Crust—–
1 1/2 c Unbleached flour
2/3 c Powdered sugar — sifted
1/4 ts Salt
3/4 c Margarine — cold
Filling—–
1 pk Fat-free cream cheese — (8
Oz) softened
2/3 c Granulated sugar
3 Egg whites — whipped
1/3 c Lemon juice — at room
Temperature
1/2 ts Vanilla
Glaze—-
2 1/2 c Powdered sugar — sifted
1/2 ts Vanilla
1 tb Skim milk — at room
Temperature
4 tb Lemon juice — at room
Temperature
Preheat oven at 350. Prepare a 9 x 13 pan with cooking spray and flour. In
a mixing bowl, combine flour, 2/3 cup powdered sugar, and salt.

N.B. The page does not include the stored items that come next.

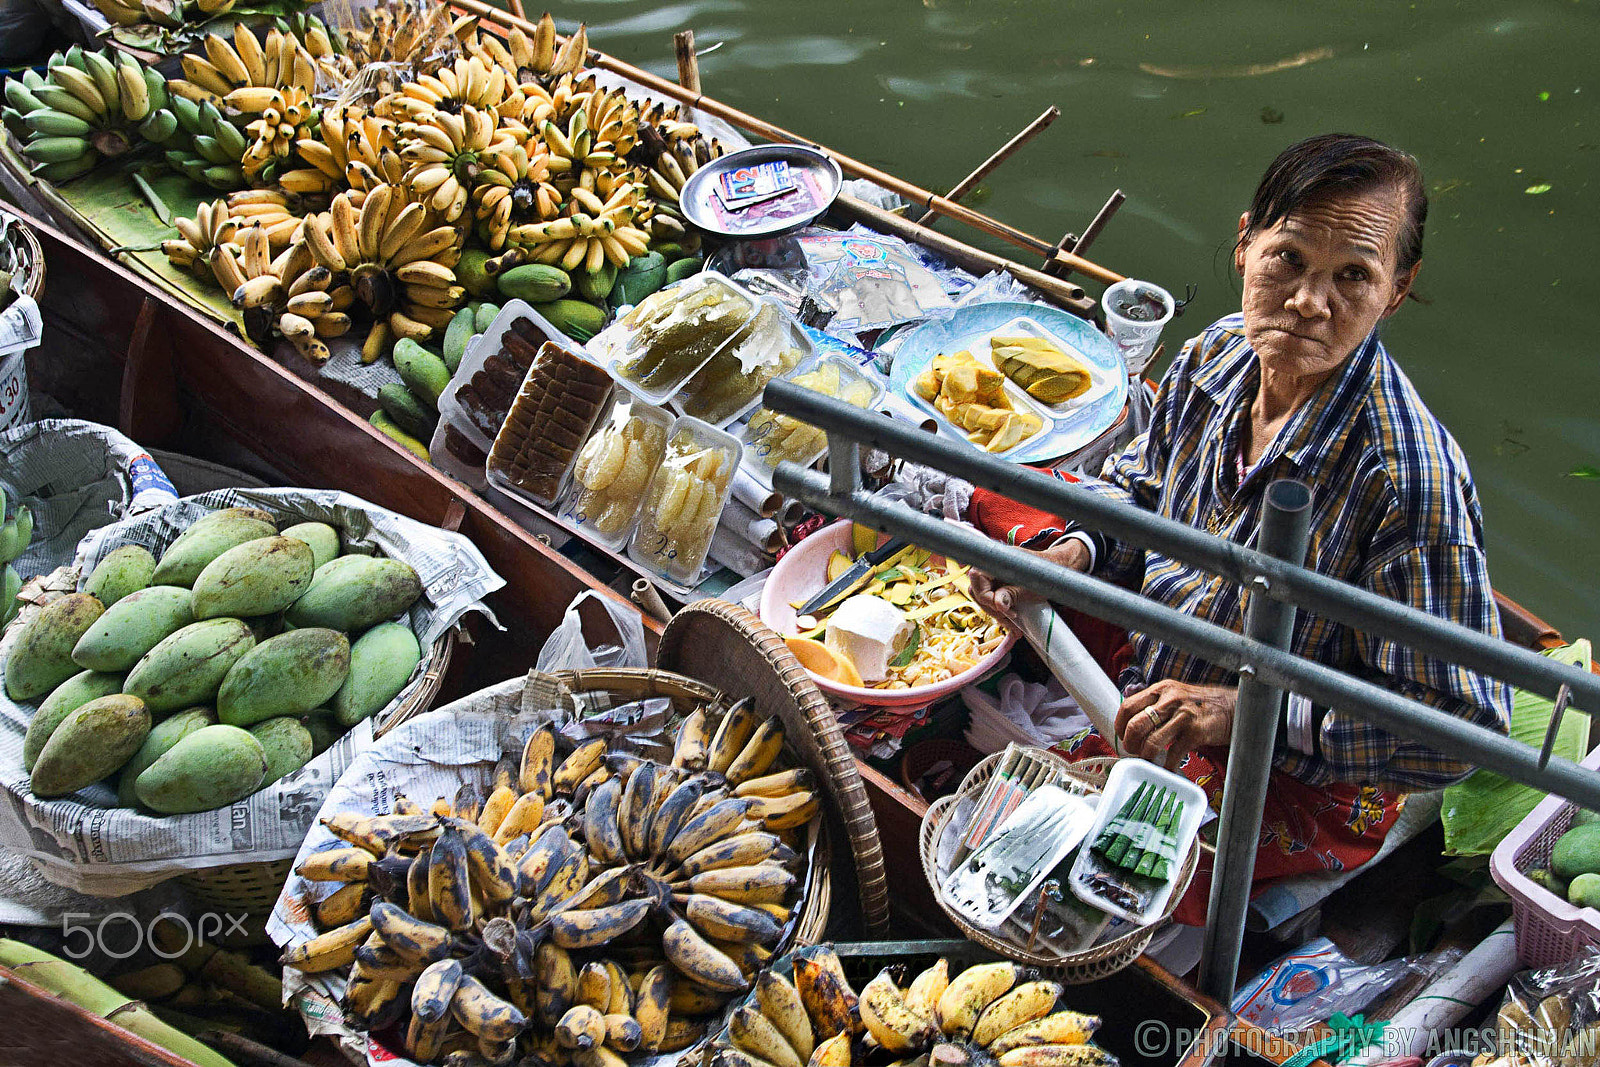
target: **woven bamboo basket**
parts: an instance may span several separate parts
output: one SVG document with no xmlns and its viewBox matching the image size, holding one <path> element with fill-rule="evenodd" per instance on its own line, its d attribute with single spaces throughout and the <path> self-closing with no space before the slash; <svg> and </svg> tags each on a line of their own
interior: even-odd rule
<svg viewBox="0 0 1600 1067">
<path fill-rule="evenodd" d="M 18 215 L 0 210 L 0 270 L 11 272 L 11 285 L 35 300 L 44 295 L 44 249 Z"/>
<path fill-rule="evenodd" d="M 1196 839 L 1190 844 L 1189 851 L 1184 856 L 1183 866 L 1178 872 L 1178 879 L 1166 908 L 1159 919 L 1148 925 L 1130 930 L 1120 937 L 1082 952 L 1065 954 L 1045 955 L 1024 949 L 1013 941 L 995 937 L 989 931 L 972 925 L 946 903 L 944 894 L 939 889 L 943 878 L 940 876 L 938 854 L 939 838 L 943 835 L 945 825 L 950 821 L 950 815 L 955 810 L 956 804 L 963 798 L 970 797 L 977 800 L 982 796 L 984 786 L 994 776 L 995 768 L 1000 765 L 1003 755 L 1004 753 L 997 752 L 972 768 L 962 780 L 959 789 L 947 797 L 940 797 L 934 801 L 929 806 L 927 815 L 923 816 L 919 839 L 922 871 L 927 875 L 929 884 L 934 887 L 934 899 L 939 902 L 939 907 L 944 909 L 945 914 L 950 916 L 950 921 L 960 927 L 961 931 L 973 941 L 1003 956 L 1031 963 L 1042 969 L 1047 977 L 1054 978 L 1058 982 L 1083 985 L 1116 974 L 1139 958 L 1139 954 L 1155 936 L 1156 928 L 1171 918 L 1173 911 L 1177 909 L 1178 902 L 1183 899 L 1184 891 L 1194 878 L 1195 867 L 1199 863 L 1199 840 Z M 1071 763 L 1053 752 L 1039 748 L 1024 749 L 1023 756 L 1024 767 L 1042 763 L 1058 770 L 1065 775 L 1065 780 L 1060 783 L 1061 788 L 1069 793 L 1080 794 L 1100 792 L 1105 786 L 1106 777 L 1111 773 L 1112 764 L 1115 763 L 1115 760 L 1111 759 L 1090 759 Z"/>
<path fill-rule="evenodd" d="M 854 874 L 864 936 L 888 936 L 889 879 L 866 786 L 833 708 L 783 639 L 737 604 L 701 600 L 672 617 L 657 659 L 663 668 L 752 696 L 763 713 L 783 720 L 790 743 L 817 772 L 828 821 L 850 843 L 853 872 L 841 865 L 836 874 Z M 842 888 L 840 896 L 846 897 Z"/>
<path fill-rule="evenodd" d="M 434 700 L 439 696 L 439 687 L 444 684 L 445 673 L 450 669 L 450 660 L 455 656 L 455 648 L 456 629 L 452 627 L 433 643 L 420 684 L 410 696 L 395 705 L 393 711 L 373 724 L 374 735 L 382 737 L 401 723 L 433 707 Z M 233 928 L 230 936 L 220 937 L 219 940 L 232 946 L 259 945 L 267 940 L 267 916 L 272 914 L 272 905 L 283 889 L 284 880 L 289 877 L 292 861 L 292 857 L 285 857 L 266 863 L 205 867 L 182 875 L 177 881 L 201 908 L 218 915 L 246 916 L 242 921 L 244 933 Z M 223 929 L 229 930 L 230 924 L 224 922 Z"/>
</svg>

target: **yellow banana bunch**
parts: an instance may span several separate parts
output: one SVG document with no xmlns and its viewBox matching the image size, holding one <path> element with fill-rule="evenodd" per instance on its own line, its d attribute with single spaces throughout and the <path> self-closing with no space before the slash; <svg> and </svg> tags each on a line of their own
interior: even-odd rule
<svg viewBox="0 0 1600 1067">
<path fill-rule="evenodd" d="M 457 56 L 453 66 L 419 75 L 378 101 L 377 111 L 396 122 L 422 120 L 439 110 L 459 112 L 474 107 L 489 111 L 504 102 L 510 89 L 510 74 L 504 67 L 478 56 Z M 521 94 L 517 96 L 520 101 Z"/>
<path fill-rule="evenodd" d="M 241 223 L 234 244 L 218 251 L 211 269 L 234 307 L 243 312 L 245 334 L 258 345 L 266 347 L 281 336 L 308 361 L 320 365 L 332 355 L 326 339 L 350 332 L 355 291 L 342 276 L 313 260 L 299 232 L 274 256 L 266 228 L 259 222 Z M 369 859 L 374 853 L 383 854 L 365 843 L 348 851 Z"/>
<path fill-rule="evenodd" d="M 144 7 L 127 0 L 94 0 L 94 6 L 118 26 L 137 26 L 146 21 Z"/>
<path fill-rule="evenodd" d="M 555 218 L 562 196 L 550 182 L 543 141 L 501 143 L 485 155 L 472 193 L 473 213 L 490 250 L 499 252 L 513 225 Z"/>
<path fill-rule="evenodd" d="M 300 158 L 335 185 L 371 190 L 404 179 L 395 124 L 354 106 L 322 113 L 315 137 L 296 142 Z"/>
<path fill-rule="evenodd" d="M 228 215 L 240 226 L 266 231 L 273 255 L 289 247 L 300 229 L 301 216 L 281 189 L 240 189 L 227 196 Z"/>
<path fill-rule="evenodd" d="M 529 37 L 520 27 L 506 38 L 512 69 L 519 82 L 553 82 L 582 70 L 589 57 L 589 30 L 580 25 L 565 41 L 556 37 L 555 19 L 546 11 Z"/>
<path fill-rule="evenodd" d="M 317 120 L 317 109 L 304 89 L 235 89 L 223 97 L 223 102 L 258 116 L 245 125 L 245 132 L 254 138 L 239 161 L 245 177 L 255 181 L 270 173 L 296 193 L 332 191 L 333 182 L 320 170 L 285 171 L 286 164 L 295 158 L 297 143 Z"/>
<path fill-rule="evenodd" d="M 234 26 L 232 40 L 208 33 L 201 51 L 179 56 L 183 77 L 167 83 L 170 92 L 195 103 L 223 106 L 236 89 L 316 89 L 317 61 L 293 33 L 273 28 L 257 41 L 244 23 Z"/>
<path fill-rule="evenodd" d="M 345 31 L 344 54 L 351 74 L 372 68 L 393 78 L 396 69 L 431 73 L 461 51 L 461 40 L 477 26 L 477 18 L 452 22 L 448 4 L 417 0 L 380 0 L 358 14 L 359 25 Z M 382 87 L 387 95 L 392 88 Z"/>
<path fill-rule="evenodd" d="M 649 250 L 649 235 L 635 225 L 642 221 L 647 202 L 643 187 L 629 180 L 631 172 L 584 173 L 589 180 L 566 190 L 554 219 L 518 223 L 506 230 L 507 240 L 526 247 L 532 262 L 593 272 L 606 263 L 626 266 L 630 258 Z"/>
<path fill-rule="evenodd" d="M 346 190 L 308 215 L 303 232 L 315 262 L 348 272 L 361 303 L 397 338 L 432 336 L 466 297 L 452 269 L 462 232 L 402 186 Z"/>
<path fill-rule="evenodd" d="M 476 59 L 471 62 L 477 63 Z M 400 158 L 408 165 L 405 182 L 417 200 L 455 222 L 467 209 L 484 162 L 509 141 L 498 139 L 495 113 L 463 104 L 458 112 L 415 112 L 400 123 Z"/>
<path fill-rule="evenodd" d="M 168 262 L 179 270 L 188 271 L 202 281 L 216 281 L 211 270 L 211 257 L 216 250 L 233 240 L 239 221 L 233 218 L 226 200 L 202 200 L 195 208 L 194 218 L 176 218 L 172 224 L 178 228 L 182 240 L 161 242 L 161 251 Z"/>
<path fill-rule="evenodd" d="M 621 160 L 639 143 L 639 109 L 622 90 L 600 88 L 593 74 L 581 80 L 566 75 L 556 83 L 550 99 L 558 125 L 583 113 L 584 128 L 590 131 L 585 155 L 610 152 Z"/>
</svg>

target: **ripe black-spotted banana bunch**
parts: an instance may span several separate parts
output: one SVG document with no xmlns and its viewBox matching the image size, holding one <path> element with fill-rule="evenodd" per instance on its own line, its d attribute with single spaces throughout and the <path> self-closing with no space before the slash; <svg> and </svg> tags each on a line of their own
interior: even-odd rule
<svg viewBox="0 0 1600 1067">
<path fill-rule="evenodd" d="M 518 82 L 551 85 L 562 75 L 575 74 L 587 64 L 589 30 L 580 25 L 572 36 L 558 41 L 555 19 L 546 11 L 534 27 L 532 37 L 520 27 L 514 27 L 506 38 L 506 51 L 511 55 L 511 69 L 516 71 Z"/>
<path fill-rule="evenodd" d="M 77 45 L 51 56 L 46 74 L 8 80 L 5 95 L 6 124 L 26 135 L 22 154 L 49 181 L 75 178 L 176 125 L 160 75 L 147 76 L 130 56 Z"/>
<path fill-rule="evenodd" d="M 506 245 L 513 225 L 553 219 L 563 198 L 550 182 L 544 142 L 532 139 L 501 144 L 481 159 L 483 170 L 473 190 L 480 233 L 492 251 Z"/>
<path fill-rule="evenodd" d="M 255 116 L 245 124 L 252 140 L 239 161 L 248 180 L 257 184 L 277 181 L 298 194 L 333 190 L 333 180 L 321 170 L 292 165 L 299 161 L 299 141 L 317 128 L 319 112 L 304 89 L 249 86 L 233 90 L 223 102 Z"/>
<path fill-rule="evenodd" d="M 570 128 L 573 116 L 583 113 L 582 128 L 589 131 L 587 151 L 581 157 L 586 166 L 604 166 L 625 159 L 638 144 L 639 109 L 620 89 L 600 88 L 593 74 L 582 79 L 569 74 L 550 95 L 558 127 Z M 616 160 L 606 159 L 601 154 L 606 152 Z"/>
<path fill-rule="evenodd" d="M 585 170 L 565 195 L 558 217 L 507 231 L 513 244 L 528 249 L 533 262 L 596 271 L 606 263 L 626 266 L 648 250 L 649 235 L 637 224 L 648 218 L 651 205 L 631 171 Z"/>
<path fill-rule="evenodd" d="M 137 26 L 141 22 L 155 21 L 145 14 L 144 6 L 135 0 L 94 0 L 94 6 L 117 26 Z"/>
<path fill-rule="evenodd" d="M 211 269 L 212 258 L 222 254 L 218 250 L 233 240 L 239 228 L 239 220 L 232 216 L 228 202 L 202 200 L 195 207 L 194 218 L 175 218 L 172 224 L 178 228 L 182 239 L 161 242 L 161 251 L 167 260 L 202 281 L 216 281 Z"/>
<path fill-rule="evenodd" d="M 359 207 L 357 206 L 359 204 Z M 463 234 L 399 185 L 346 190 L 303 226 L 312 258 L 348 272 L 357 298 L 394 337 L 423 340 L 466 298 L 454 268 Z"/>
<path fill-rule="evenodd" d="M 397 122 L 422 121 L 433 111 L 460 113 L 467 107 L 489 111 L 500 106 L 510 89 L 510 76 L 504 67 L 485 63 L 478 56 L 457 56 L 453 65 L 440 67 L 435 74 L 418 75 L 415 81 L 402 85 L 380 100 L 377 110 Z"/>
<path fill-rule="evenodd" d="M 239 161 L 250 141 L 237 123 L 209 100 L 197 104 L 174 95 L 168 108 L 177 128 L 164 142 L 167 166 L 213 189 L 241 189 L 248 184 Z"/>
<path fill-rule="evenodd" d="M 678 200 L 689 176 L 723 153 L 722 143 L 706 138 L 699 127 L 682 122 L 676 108 L 660 105 L 647 111 L 639 124 L 639 144 L 629 159 L 645 168 L 644 180 L 655 204 L 648 227 L 658 241 L 677 241 L 698 247 L 699 234 L 679 210 Z"/>
<path fill-rule="evenodd" d="M 281 189 L 240 189 L 227 196 L 228 217 L 240 226 L 260 226 L 277 255 L 300 231 L 298 198 Z"/>
<path fill-rule="evenodd" d="M 478 24 L 476 16 L 452 21 L 448 4 L 415 0 L 380 0 L 361 9 L 358 18 L 360 24 L 344 34 L 352 73 L 377 64 L 432 73 L 460 54 L 462 39 Z"/>
<path fill-rule="evenodd" d="M 174 95 L 221 108 L 235 89 L 299 89 L 307 94 L 316 90 L 317 60 L 292 33 L 273 28 L 262 42 L 237 23 L 231 41 L 208 33 L 203 47 L 204 56 L 185 52 L 179 57 L 183 77 L 167 83 Z"/>
<path fill-rule="evenodd" d="M 214 269 L 223 288 L 238 283 L 230 299 L 244 312 L 245 333 L 263 347 L 286 337 L 311 363 L 326 363 L 331 353 L 324 339 L 350 332 L 355 291 L 315 262 L 303 240 L 274 258 L 265 228 L 253 223 L 235 234 L 234 244 L 238 256 L 225 252 Z"/>
<path fill-rule="evenodd" d="M 404 179 L 395 124 L 358 107 L 335 108 L 322 113 L 316 137 L 297 142 L 300 158 L 335 184 L 352 189 L 374 189 Z"/>
<path fill-rule="evenodd" d="M 476 63 L 473 59 L 471 62 Z M 495 153 L 512 147 L 496 128 L 493 110 L 463 104 L 458 113 L 421 112 L 400 123 L 400 158 L 411 195 L 454 222 Z"/>
</svg>

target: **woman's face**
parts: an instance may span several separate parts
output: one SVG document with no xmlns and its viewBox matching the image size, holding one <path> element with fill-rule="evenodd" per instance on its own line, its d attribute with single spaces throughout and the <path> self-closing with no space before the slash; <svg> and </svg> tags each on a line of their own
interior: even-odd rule
<svg viewBox="0 0 1600 1067">
<path fill-rule="evenodd" d="M 1352 193 L 1306 204 L 1240 244 L 1245 337 L 1263 366 L 1327 374 L 1400 306 L 1417 274 L 1396 270 L 1405 211 L 1398 190 Z"/>
</svg>

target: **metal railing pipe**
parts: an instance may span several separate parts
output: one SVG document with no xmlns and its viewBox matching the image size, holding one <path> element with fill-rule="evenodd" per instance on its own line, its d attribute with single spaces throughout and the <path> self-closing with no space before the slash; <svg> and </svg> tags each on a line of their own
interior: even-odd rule
<svg viewBox="0 0 1600 1067">
<path fill-rule="evenodd" d="M 1311 490 L 1304 482 L 1280 478 L 1267 486 L 1256 543 L 1261 551 L 1290 563 L 1306 558 L 1311 533 Z M 1286 650 L 1294 638 L 1294 605 L 1265 596 L 1262 583 L 1250 590 L 1244 633 Z M 1239 675 L 1233 732 L 1228 743 L 1227 783 L 1217 824 L 1217 851 L 1211 865 L 1211 892 L 1200 951 L 1200 989 L 1226 1004 L 1239 978 L 1239 950 L 1250 911 L 1256 845 L 1261 840 L 1267 786 L 1272 781 L 1272 748 L 1278 739 L 1283 690 L 1255 677 Z"/>
<path fill-rule="evenodd" d="M 1552 700 L 1565 684 L 1571 687 L 1574 705 L 1600 709 L 1600 676 L 1554 663 L 1546 656 L 1459 623 L 781 379 L 766 387 L 764 402 L 774 411 L 824 430 L 843 432 L 892 456 L 954 474 L 1031 507 L 1070 518 L 1090 530 L 1202 567 L 1239 585 L 1249 587 L 1257 579 L 1265 579 L 1268 596 L 1293 603 L 1302 611 L 1387 637 Z"/>
<path fill-rule="evenodd" d="M 771 387 L 768 388 L 770 399 Z M 834 496 L 828 491 L 826 475 L 803 470 L 792 463 L 779 465 L 773 475 L 773 488 L 821 511 L 892 532 L 1050 600 L 1169 642 L 1220 667 L 1232 671 L 1248 667 L 1266 684 L 1301 693 L 1326 707 L 1338 708 L 1342 713 L 1374 723 L 1397 737 L 1600 810 L 1600 773 L 1566 759 L 1552 759 L 1541 767 L 1539 753 L 1520 741 L 1371 682 L 992 541 L 971 527 L 922 515 L 904 504 L 881 500 L 864 490 Z M 1540 661 L 1546 670 L 1554 672 L 1556 664 L 1542 657 Z"/>
</svg>

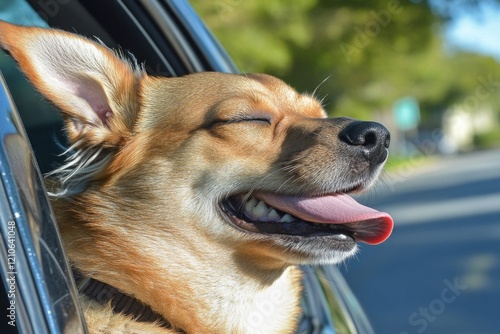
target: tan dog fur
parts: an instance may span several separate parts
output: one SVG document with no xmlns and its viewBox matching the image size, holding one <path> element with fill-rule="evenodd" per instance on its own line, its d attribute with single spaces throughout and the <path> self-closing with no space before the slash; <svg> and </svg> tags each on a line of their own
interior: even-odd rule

Use a
pastry blender to cut in margarine until mixture resembles coarse crumbs.
Press firmly over bottom of prepared pan. Bake 15 minutes. Cool 10
minutes before topping with cheese mixture. To prepare filling, combine
cream cheese, 2/3 granulated sugar, egg whites, milk, lemon juice and
vanilla in another mixing bowl. Pour over baked crust. Bake for 22 to 28
minutes or until firm. Meanwhile, to prepare glaze, combine 2 1/2 cups
powdered sugar, vanilla, and milk. Add enough lemon juice to make a thick
smooth glaze. Pour glaze over cheesecake base; smooth surface. Cover and
refrigerate overnight before cutting.